Ruling in Mother and Baby Home cases could have “very dramatic consequences” on how future commissions operate, High Court told.

Image: Alamy Stock Photo

Updated Nov 18th 2021, 6:45 PM

THE TESTIMONY GIVEN by Philomena Lee to the Commission of Investigation into Mother and Baby Homes about the adoption of her son has been misinterpreted by the Government, the High Court has heard.

Michael Lynn SC, acting on behalf of Lee, said an assertion made in court by Eoin McCullough SC, acting on behalf of the Government, that Lee consented to the adoption of her son was inaccurate.

Lynn said that while Lee did sign the document in question, she was given “no other choice” and the full content of it was never explained to her.

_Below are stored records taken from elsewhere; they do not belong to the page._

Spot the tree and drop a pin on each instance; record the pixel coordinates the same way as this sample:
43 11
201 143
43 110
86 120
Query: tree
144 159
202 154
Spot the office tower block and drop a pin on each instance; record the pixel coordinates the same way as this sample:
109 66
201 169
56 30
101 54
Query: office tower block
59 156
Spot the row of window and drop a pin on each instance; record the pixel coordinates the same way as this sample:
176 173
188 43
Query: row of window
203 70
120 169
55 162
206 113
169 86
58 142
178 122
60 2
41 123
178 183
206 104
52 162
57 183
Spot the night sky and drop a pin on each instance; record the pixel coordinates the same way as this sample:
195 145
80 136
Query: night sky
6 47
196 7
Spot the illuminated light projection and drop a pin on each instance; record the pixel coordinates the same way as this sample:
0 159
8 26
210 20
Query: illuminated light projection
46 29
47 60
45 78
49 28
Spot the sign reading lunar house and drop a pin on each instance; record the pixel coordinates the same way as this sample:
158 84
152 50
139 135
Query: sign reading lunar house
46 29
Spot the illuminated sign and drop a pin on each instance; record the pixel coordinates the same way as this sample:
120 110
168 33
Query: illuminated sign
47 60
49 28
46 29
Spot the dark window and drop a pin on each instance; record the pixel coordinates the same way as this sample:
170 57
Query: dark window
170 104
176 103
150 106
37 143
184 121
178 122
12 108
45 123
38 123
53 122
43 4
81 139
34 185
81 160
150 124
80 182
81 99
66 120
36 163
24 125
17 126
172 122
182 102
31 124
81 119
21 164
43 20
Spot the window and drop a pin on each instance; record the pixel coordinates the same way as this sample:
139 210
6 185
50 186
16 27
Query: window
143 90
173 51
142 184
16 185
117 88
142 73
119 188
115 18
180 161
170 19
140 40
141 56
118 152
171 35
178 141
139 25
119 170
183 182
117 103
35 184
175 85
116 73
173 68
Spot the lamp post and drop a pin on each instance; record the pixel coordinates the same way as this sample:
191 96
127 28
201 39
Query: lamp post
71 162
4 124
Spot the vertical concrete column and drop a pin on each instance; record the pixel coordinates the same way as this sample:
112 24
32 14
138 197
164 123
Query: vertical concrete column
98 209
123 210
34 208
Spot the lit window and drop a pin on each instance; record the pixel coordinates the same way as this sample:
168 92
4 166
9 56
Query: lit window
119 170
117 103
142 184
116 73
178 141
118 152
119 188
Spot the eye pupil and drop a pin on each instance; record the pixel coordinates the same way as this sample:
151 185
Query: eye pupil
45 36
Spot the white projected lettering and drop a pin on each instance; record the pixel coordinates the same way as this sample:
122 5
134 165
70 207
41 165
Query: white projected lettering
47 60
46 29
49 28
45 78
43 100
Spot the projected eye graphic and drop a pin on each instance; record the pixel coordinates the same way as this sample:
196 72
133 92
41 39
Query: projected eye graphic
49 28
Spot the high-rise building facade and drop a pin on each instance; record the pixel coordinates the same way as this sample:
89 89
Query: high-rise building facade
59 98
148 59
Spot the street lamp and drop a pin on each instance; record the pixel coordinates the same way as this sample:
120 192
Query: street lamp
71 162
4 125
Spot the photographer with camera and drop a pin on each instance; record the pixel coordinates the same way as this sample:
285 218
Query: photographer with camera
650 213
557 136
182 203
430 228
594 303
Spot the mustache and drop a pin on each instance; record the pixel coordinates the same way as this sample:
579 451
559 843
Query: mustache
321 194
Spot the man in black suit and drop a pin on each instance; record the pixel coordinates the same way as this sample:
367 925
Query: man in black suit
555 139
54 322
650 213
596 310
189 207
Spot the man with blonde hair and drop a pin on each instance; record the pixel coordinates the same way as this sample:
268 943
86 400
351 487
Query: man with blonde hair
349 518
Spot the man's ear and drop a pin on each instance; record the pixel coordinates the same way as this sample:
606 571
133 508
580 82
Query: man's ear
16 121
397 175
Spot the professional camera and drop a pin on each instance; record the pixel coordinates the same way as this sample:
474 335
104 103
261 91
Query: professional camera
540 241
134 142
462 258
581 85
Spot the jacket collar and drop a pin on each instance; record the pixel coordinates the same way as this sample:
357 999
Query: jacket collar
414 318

Lee and fellow survivor Mary Harney are among several women taking legal action against the State following the publication of the final report of the Commission of Investigation into Mother and Baby Homes earlier this year. Their two legal challenges are being used as test cases which will set a precedent for future similar cases.

The Commission of Investigation dissolved in February, so the women are taking cases against the Minister for Children, the Irish Government and the Attorney General.

During the two-day hearing Lynn stated that Lee did not understand what she was signing when asked to sign documents which would lead to her son’s adoption. Unbeknownst to her, this resulted in her relinquishing any rights to her son and stating that she would never contact him, the court heard.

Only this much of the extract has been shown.